The African Development Bank will support African countries to scale up efforts to solve aflatoxin problems, as well as expand private sector investments in aflasafe manufacturing companies. We need to complement all these with better food and nutrition policies, as well as greater levels of financing for nutrition.
The level of financing needed to address malnutrition is huge: estimated at $7 billion a year for the next ten years. But it can be met!
To do so, I call for the establishment of “Nutrition Social Impact Bonds”. They will allow countries to raise money to support investments in better nutrition today. The bonds will generate greater social wealth in the future, through better health and education outcomes, a more productive workforce, with higher income and tax revenues. Nutrition social impact bonds will allow nations to build smart economic future for themselves.
We must also equally push harder for political accountability on malnutrition and stunting. That is why I have called for an Africa Nutrition Accountability Index, which will rank countries based on progress on malnutrition and stunting. To push this, we have now established the African Leaders for Nutrition, which will include sitting African Presidents, the Chairperson of the African Union Commission, Dr. Dlamini Zuma; Dr. Graça Machel; former President of Ghana and winner of the World Food Prize, President John Kufour; former UN Secretary General Kofi Annan; Bill Gates; Aliko Dangote; Jamie Cooper; Director-General of FAO, José Graziano da Silva Graziano da Silva; and myself.

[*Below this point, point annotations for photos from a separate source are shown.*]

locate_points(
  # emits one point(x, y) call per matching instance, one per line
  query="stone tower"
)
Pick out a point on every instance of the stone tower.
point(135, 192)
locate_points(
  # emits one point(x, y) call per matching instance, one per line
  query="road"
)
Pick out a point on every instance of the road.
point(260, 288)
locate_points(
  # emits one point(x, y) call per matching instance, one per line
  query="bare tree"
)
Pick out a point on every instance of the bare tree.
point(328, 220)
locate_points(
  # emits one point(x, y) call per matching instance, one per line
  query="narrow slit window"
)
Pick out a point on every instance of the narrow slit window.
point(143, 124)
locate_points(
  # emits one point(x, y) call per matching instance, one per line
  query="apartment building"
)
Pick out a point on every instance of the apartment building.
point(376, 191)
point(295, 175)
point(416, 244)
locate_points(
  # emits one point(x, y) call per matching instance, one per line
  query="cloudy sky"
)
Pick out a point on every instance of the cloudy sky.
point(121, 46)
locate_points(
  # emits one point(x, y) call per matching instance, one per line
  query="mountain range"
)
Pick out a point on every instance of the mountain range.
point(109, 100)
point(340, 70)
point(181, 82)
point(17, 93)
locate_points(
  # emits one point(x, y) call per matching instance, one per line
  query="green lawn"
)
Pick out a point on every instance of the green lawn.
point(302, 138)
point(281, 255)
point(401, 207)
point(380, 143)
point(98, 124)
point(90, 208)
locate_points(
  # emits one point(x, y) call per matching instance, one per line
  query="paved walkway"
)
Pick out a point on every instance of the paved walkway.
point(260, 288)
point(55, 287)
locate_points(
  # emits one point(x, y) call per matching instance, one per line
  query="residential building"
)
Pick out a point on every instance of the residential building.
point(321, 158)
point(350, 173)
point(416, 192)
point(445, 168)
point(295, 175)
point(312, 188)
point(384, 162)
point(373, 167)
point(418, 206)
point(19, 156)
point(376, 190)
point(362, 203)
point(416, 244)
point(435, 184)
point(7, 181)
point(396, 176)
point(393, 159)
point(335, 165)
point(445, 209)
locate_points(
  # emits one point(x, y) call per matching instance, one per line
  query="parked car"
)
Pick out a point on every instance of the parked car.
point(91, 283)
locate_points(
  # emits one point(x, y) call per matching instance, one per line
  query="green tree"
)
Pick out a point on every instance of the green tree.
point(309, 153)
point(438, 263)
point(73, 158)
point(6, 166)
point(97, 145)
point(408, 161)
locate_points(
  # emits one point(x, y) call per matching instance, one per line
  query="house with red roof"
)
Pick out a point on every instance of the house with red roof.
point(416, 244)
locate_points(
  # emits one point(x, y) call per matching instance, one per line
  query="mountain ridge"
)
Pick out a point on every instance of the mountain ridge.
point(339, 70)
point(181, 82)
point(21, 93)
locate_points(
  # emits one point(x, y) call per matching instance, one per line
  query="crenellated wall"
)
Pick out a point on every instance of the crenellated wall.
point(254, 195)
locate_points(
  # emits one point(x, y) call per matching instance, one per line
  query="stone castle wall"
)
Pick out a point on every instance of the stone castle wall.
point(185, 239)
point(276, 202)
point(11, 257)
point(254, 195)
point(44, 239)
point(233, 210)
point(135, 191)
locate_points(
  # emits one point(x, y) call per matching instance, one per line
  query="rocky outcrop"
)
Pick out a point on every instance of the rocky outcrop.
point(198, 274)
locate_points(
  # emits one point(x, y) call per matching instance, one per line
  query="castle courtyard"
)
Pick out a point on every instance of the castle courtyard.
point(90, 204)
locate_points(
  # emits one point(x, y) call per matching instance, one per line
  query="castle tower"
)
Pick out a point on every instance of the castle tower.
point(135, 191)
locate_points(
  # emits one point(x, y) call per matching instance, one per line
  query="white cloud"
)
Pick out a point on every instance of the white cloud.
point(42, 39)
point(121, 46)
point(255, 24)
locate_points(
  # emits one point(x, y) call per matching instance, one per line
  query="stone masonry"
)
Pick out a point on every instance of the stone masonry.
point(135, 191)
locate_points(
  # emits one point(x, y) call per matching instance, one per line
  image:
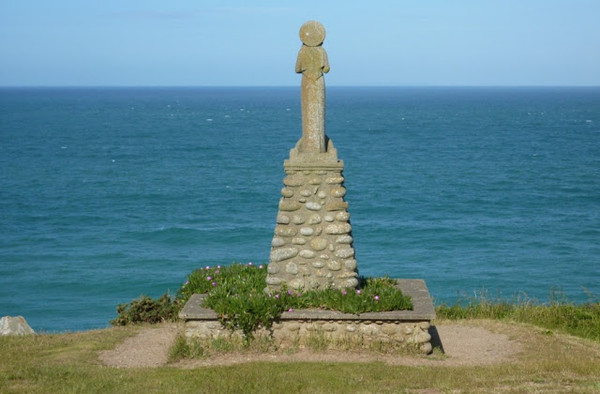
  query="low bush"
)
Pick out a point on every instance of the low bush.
point(237, 294)
point(147, 310)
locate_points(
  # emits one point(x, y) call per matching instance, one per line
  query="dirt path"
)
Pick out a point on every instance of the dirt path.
point(462, 344)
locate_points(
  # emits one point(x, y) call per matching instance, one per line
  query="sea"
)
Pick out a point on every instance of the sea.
point(107, 194)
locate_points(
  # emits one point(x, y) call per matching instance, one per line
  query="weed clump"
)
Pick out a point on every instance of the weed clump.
point(146, 310)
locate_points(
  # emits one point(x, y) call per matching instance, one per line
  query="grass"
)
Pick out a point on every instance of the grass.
point(69, 363)
point(237, 294)
point(559, 314)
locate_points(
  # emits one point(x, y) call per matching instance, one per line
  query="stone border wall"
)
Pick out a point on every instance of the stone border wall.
point(396, 329)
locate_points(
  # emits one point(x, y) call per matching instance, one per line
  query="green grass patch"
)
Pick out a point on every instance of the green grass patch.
point(237, 294)
point(559, 314)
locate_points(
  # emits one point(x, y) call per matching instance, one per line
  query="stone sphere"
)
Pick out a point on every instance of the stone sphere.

I have just asked Ambassador Quinn, President of the World Food Prize, Foundation to join us; and I am delighted that he has accepted! We will carry the message from this World Food Prize on nutrition to Africa. We will be launching this formally at the African Union Summit in January 2017.
The imperative is to support children and their mothers!
I firmly believe that we will see greater success on malnutrition and stunting when we provide economic empowerment for women. To do this, the African Development Bank has launched what we call Affirmative Finance Action for Women in Africa, or AFAWA.
Through AFAWA, the Bank will help to mobilise $3 billion towards supporting women entrepreneurs who do small business, including women farmers, who produce most of the food in Africa.
It is time we did big things for women in Africa! With higher incomes, women, mothers, will better feed their children, send them to school, and of course support better lives for their husbands!
When we get the issues of women right, we will get nutrition right. When we get the issues of women right, we will finally get agriculture in Africa right.
As we all celebrate the World Food Prize winners for this year, for their great work on “nutritious foods”, let us remember Antonio. Let us do all we can to transform agriculture, create new hope and opportunities for millions of kids, whose parents depend on agriculture for a living. Let us help ensure we eliminate malnutrition and stunting – and build grey matter infrastructure for our world.
Now, Ladies and Gentlemen.....let me introduce you to Antonio. Here before you is Antonio with me in this photo we took together in Bas Mangoky, Madagascar. I sure hope be becomes a medical doctor to fulfil his dream. How wonderful would it be to invite Antonio to this same podium, in the future, to speak about food and medicine!
And it will be great to have my brother, Jim Kim, and I back for that!
Thank you very much for your kind attention.